Front Page Continuation (72) Inventor Oscar Gee Dam Gee Venezuela Country 8015, Ed Bolivar, Putoldaz, Urban Los Saltos, Casa No. 7, Manz 12, Calle 4

Claims (12)

[Claims] 1. A reduction reactor is provided having a single reaction zone containing a bed of partially metallized iron oxide material and direct reduced iron (DRI) within the single reaction zone. A step of providing a combustion chamber immediately upstream of a single reaction zone, a step of activating heavy oil to maximize combustion efficiency, and supplying the activated heavy oil to the first zone of the combustion chamber Process and air preheated with heavy oil activated in the first area,
Mixing with oxygen and its mixture to form an oxygen-rich mixture, and burning the mixture under controlled temperature and time conditions to form a decomposed CH ₄ -rich product Mixing the decomposed product in the second region of the combustion chamber with the top gas from the reduction reactor to form a reactor feed gas mixture consisting of CH ₄ , CO ₂ and H ₂ O. Feeding the feed mixture into a single reaction zone, forming a reformed reducing gas rich in H ₂ and CO in the reaction zone, and reforming the iron oxide material in the reactor And a step of reducing the iron oxide material by bringing it into contact with gas to directly reduce the iron-containing metal oxide to obtain DRI metallized iron. 2. The method for direct reduction of iron-containing metal oxides according to claim 1, wherein the feed gas mixture fed to a single reaction zone is fed at a temperature of about 1000 to 1150 ° C. 3. CO ₂ and H ₂ O in the feed gas mixture.

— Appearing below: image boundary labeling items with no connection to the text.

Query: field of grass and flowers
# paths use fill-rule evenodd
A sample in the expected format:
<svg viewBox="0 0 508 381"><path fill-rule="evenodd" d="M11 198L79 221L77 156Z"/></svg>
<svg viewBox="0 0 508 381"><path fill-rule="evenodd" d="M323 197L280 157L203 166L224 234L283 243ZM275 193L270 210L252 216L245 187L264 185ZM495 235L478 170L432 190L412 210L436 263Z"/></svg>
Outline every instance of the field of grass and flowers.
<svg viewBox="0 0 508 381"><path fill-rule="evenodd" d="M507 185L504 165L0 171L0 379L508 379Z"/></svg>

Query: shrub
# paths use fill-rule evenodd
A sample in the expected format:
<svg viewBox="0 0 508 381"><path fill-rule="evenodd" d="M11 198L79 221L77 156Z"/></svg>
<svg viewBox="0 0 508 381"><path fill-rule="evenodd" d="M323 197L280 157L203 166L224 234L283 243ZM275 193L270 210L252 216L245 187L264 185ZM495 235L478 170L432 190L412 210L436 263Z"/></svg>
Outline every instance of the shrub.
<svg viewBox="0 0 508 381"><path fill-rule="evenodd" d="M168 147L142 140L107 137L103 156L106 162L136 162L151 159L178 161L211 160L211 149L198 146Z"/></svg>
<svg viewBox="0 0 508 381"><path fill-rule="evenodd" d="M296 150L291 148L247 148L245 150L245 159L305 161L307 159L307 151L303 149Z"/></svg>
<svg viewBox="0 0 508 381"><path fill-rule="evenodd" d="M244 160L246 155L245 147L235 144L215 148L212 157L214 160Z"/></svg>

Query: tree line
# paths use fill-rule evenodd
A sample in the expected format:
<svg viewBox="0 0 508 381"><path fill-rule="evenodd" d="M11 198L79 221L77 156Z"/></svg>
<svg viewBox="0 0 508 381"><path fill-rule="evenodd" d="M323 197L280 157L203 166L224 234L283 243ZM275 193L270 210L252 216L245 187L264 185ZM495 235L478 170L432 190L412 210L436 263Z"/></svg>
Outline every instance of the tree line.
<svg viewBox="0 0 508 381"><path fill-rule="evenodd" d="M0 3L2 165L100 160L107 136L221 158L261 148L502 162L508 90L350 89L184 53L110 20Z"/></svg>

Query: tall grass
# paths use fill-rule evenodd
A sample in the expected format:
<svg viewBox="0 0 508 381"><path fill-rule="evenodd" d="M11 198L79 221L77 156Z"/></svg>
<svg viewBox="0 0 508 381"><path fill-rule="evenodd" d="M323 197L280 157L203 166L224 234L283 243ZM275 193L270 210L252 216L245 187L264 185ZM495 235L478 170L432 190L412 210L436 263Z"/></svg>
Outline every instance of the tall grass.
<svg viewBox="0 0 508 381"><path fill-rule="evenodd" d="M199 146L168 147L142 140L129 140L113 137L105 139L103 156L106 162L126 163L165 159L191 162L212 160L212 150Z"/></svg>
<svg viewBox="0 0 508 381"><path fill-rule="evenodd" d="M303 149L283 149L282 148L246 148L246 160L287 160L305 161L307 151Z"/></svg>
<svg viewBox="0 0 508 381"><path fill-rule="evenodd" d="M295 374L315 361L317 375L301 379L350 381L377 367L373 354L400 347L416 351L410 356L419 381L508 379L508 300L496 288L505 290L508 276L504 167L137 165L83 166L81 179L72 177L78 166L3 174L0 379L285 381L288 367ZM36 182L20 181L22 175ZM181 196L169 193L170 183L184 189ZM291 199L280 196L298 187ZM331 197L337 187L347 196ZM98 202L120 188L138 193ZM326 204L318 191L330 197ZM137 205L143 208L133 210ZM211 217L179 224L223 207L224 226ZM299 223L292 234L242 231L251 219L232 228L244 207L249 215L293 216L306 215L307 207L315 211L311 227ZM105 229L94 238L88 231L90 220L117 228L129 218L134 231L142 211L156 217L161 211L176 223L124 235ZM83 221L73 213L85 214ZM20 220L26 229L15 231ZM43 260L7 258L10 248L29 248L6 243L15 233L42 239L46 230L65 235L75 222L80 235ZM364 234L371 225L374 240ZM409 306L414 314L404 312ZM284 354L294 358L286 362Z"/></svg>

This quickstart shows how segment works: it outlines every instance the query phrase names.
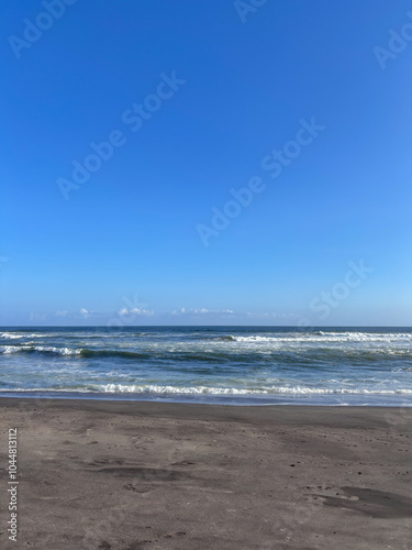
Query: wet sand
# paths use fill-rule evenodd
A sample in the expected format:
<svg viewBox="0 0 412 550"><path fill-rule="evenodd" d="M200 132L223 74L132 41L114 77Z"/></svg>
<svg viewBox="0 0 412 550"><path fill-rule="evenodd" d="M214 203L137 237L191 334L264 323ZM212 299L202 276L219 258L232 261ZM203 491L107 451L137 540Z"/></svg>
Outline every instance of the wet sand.
<svg viewBox="0 0 412 550"><path fill-rule="evenodd" d="M0 425L0 548L412 548L412 409L1 398Z"/></svg>

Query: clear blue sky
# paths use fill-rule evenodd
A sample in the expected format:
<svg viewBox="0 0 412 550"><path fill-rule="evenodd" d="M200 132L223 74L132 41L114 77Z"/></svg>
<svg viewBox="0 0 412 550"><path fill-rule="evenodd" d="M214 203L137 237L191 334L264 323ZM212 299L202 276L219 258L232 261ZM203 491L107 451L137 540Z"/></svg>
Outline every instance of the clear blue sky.
<svg viewBox="0 0 412 550"><path fill-rule="evenodd" d="M1 324L412 324L410 1L71 2L0 7Z"/></svg>

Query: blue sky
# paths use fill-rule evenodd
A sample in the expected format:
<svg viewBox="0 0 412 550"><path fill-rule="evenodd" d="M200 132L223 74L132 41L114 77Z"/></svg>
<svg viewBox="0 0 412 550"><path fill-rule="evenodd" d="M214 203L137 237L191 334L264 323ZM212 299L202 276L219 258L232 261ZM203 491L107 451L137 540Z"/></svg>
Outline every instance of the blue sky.
<svg viewBox="0 0 412 550"><path fill-rule="evenodd" d="M412 324L411 2L0 14L1 324Z"/></svg>

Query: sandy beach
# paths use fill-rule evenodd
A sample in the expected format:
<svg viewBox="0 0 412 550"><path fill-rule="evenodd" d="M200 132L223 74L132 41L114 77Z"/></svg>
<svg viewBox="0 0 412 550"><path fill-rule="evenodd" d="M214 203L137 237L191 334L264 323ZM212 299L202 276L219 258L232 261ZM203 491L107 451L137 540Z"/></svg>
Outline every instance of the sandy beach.
<svg viewBox="0 0 412 550"><path fill-rule="evenodd" d="M412 548L411 409L16 398L0 409L1 548Z"/></svg>

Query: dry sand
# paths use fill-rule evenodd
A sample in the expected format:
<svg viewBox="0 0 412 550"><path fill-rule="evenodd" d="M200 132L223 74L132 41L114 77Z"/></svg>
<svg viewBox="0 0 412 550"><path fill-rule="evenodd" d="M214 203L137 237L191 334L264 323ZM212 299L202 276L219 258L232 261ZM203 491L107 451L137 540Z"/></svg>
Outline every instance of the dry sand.
<svg viewBox="0 0 412 550"><path fill-rule="evenodd" d="M412 549L412 409L3 398L0 410L1 549Z"/></svg>

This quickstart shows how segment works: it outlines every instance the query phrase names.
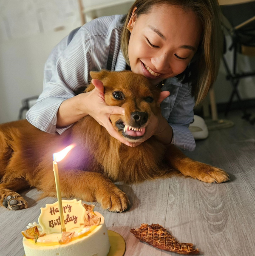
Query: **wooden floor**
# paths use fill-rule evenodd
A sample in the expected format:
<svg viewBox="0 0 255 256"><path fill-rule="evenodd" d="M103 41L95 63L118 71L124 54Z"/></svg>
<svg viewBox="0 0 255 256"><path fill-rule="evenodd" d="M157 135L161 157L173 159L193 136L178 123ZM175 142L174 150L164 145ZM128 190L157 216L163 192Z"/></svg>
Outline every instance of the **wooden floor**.
<svg viewBox="0 0 255 256"><path fill-rule="evenodd" d="M179 242L193 243L204 256L255 256L255 126L241 119L241 115L230 114L234 127L210 132L208 139L197 142L196 150L187 154L225 170L230 182L209 184L180 176L119 185L131 202L129 210L114 213L96 205L108 229L125 239L125 256L177 255L135 238L129 230L142 223L159 223ZM29 222L38 222L40 207L57 201L48 197L37 202L39 194L35 189L21 193L28 209L0 209L2 256L24 255L20 232Z"/></svg>

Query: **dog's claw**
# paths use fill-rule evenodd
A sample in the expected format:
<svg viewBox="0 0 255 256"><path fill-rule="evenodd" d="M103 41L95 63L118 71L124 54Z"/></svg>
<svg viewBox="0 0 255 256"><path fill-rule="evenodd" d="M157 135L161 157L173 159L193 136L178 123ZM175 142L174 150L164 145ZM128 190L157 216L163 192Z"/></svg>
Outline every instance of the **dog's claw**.
<svg viewBox="0 0 255 256"><path fill-rule="evenodd" d="M8 210L17 210L27 208L28 203L20 194L16 192L3 199L3 205ZM15 199L14 199L15 198Z"/></svg>

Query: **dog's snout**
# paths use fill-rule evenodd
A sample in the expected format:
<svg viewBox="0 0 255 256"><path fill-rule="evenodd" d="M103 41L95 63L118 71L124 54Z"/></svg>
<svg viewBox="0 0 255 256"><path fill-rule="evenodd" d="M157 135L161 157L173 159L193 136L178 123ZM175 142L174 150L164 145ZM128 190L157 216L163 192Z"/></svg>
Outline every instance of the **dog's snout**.
<svg viewBox="0 0 255 256"><path fill-rule="evenodd" d="M131 115L136 123L140 126L148 120L148 114L145 112L133 112Z"/></svg>

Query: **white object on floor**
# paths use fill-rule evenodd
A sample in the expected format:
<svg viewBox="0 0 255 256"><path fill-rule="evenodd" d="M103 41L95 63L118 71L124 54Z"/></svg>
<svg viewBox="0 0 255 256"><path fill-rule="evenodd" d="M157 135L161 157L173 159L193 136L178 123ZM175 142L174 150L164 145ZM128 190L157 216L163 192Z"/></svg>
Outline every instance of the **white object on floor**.
<svg viewBox="0 0 255 256"><path fill-rule="evenodd" d="M194 115L193 122L190 124L189 129L195 139L206 139L208 137L208 129L202 117Z"/></svg>

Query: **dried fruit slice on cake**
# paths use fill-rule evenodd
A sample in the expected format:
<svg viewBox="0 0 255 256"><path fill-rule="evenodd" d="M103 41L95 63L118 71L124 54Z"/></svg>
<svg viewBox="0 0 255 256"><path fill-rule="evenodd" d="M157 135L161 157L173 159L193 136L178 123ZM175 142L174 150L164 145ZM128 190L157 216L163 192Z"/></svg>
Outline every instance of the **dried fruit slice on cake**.
<svg viewBox="0 0 255 256"><path fill-rule="evenodd" d="M178 243L167 230L159 224L143 223L139 228L132 228L130 232L139 240L161 250L169 250L180 254L194 255L199 253L193 249L193 244Z"/></svg>
<svg viewBox="0 0 255 256"><path fill-rule="evenodd" d="M40 236L43 236L45 235L45 233L40 234L37 226L28 228L25 231L22 231L21 233L27 239L35 239Z"/></svg>

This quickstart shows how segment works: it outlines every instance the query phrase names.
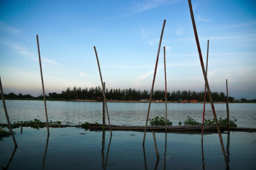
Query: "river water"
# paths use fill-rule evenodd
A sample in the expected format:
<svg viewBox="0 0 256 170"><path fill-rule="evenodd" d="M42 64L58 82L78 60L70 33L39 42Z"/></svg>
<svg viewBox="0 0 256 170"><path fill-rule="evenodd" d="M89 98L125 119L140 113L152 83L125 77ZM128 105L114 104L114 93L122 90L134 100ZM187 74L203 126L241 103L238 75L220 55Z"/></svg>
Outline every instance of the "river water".
<svg viewBox="0 0 256 170"><path fill-rule="evenodd" d="M49 119L62 124L102 121L102 103L48 101ZM6 101L10 120L45 120L43 101ZM111 124L145 125L148 103L108 103ZM150 118L164 116L165 103L152 103ZM168 103L168 119L174 125L187 116L201 121L203 104ZM226 104L215 104L217 117L226 118ZM256 104L230 104L230 116L238 127L255 128ZM210 105L206 118L212 119ZM0 123L6 123L2 103ZM18 148L11 137L0 140L0 166L6 169L226 169L218 134L155 133L157 160L151 132L89 131L77 128L14 129ZM256 132L222 134L230 169L255 169Z"/></svg>

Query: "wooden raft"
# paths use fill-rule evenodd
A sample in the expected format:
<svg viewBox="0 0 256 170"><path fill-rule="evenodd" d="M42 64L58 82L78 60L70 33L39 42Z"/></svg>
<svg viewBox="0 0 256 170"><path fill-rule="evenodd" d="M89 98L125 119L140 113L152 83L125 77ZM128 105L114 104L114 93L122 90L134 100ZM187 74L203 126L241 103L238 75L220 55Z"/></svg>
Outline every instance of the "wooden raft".
<svg viewBox="0 0 256 170"><path fill-rule="evenodd" d="M90 130L102 130L103 129L109 130L108 125L106 125L105 128L103 128L102 124L90 123L89 128ZM111 125L112 130L120 131L144 131L145 126L138 125ZM227 131L228 128L226 126L220 126L221 131ZM202 125L179 125L179 126L167 126L167 132L201 132ZM217 132L217 128L215 125L204 125L204 130L206 132ZM256 128L230 128L230 131L235 132L256 132ZM155 132L165 132L165 126L148 126L147 131L155 131Z"/></svg>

The method for direct reduction of iron-containing metal oxides according to claim 1, wherein the ratio of CH ₄ to CH ₄ is about 0.6: 1 to 0.7: 1. 4. The method of direct reduction of iron-containing metal oxides according to claim 1, wherein the preheated air mixed with the activated heavy oil is preheated to a temperature of about 700-850 ° C. 5. The method for direct reduction of iron-containing metal oxides according to claim 1, wherein the top gas mixed with the decomposed product is preheated to a temperature of about 700 to 850 ° C. 6. The flow rate of the top gas to the heavy oil feedstock is
The method for direct reduction of iron-containing metal oxides according to claim 1, which is about 3-4 NM ³ / liter. 7. The method for direct reduction of iron-containing metal oxides according to claim 4, wherein air is rich in oxygen and the ratio of air to oxygen is about 7: 1 to 7: 2. 8. The direct flow of iron-containing metal oxide according to claim 1, wherein the flow rate of the feed gas mixture for direct reduced iron in a single reaction zone is about 1000-1200 NM ³ / ton DRI. Reduction method. 9. The reformed gas is basically 42-4
8% by volume H ₂ , 30-36% by volume CO, 2-4% by volume CO ₂ , 2-5% by volume CH ₄ , 10-16% by volume N ₂ , 2-5% by volume steam and The method for direct reduction of iron-containing metal oxides according to claim 1, which is composed of 1 to ₂ % by volume of SO ₂ . 10. The feed gas mixture is basically between 32 and
38% by volume H ₂ , 15-22% by volume CO, 16-2
0% by volume CO ₂ , 15-20% by volume CH ₄ , 10-1
8% by volume N ₂ , 4-8% by volume steam, 2-4% by volume
A method for direct reduction of iron-containing metal oxides according to claim 1, which is composed of C ₂ H ₆ and 1 to 3% by volume of SO ₂ . 11. The direct reduction method of iron-containing metal oxide according to claim 1, wherein the hydrocarbon is activated by a top gas recycled from the reduction reactor. 12. The reformed gas is about 0.05-0.0.
A method for direct reduction of iron-containing metal oxides according to claim 9 having an oxidation degree in the range of 9 and a reduction capacity of about 11-29.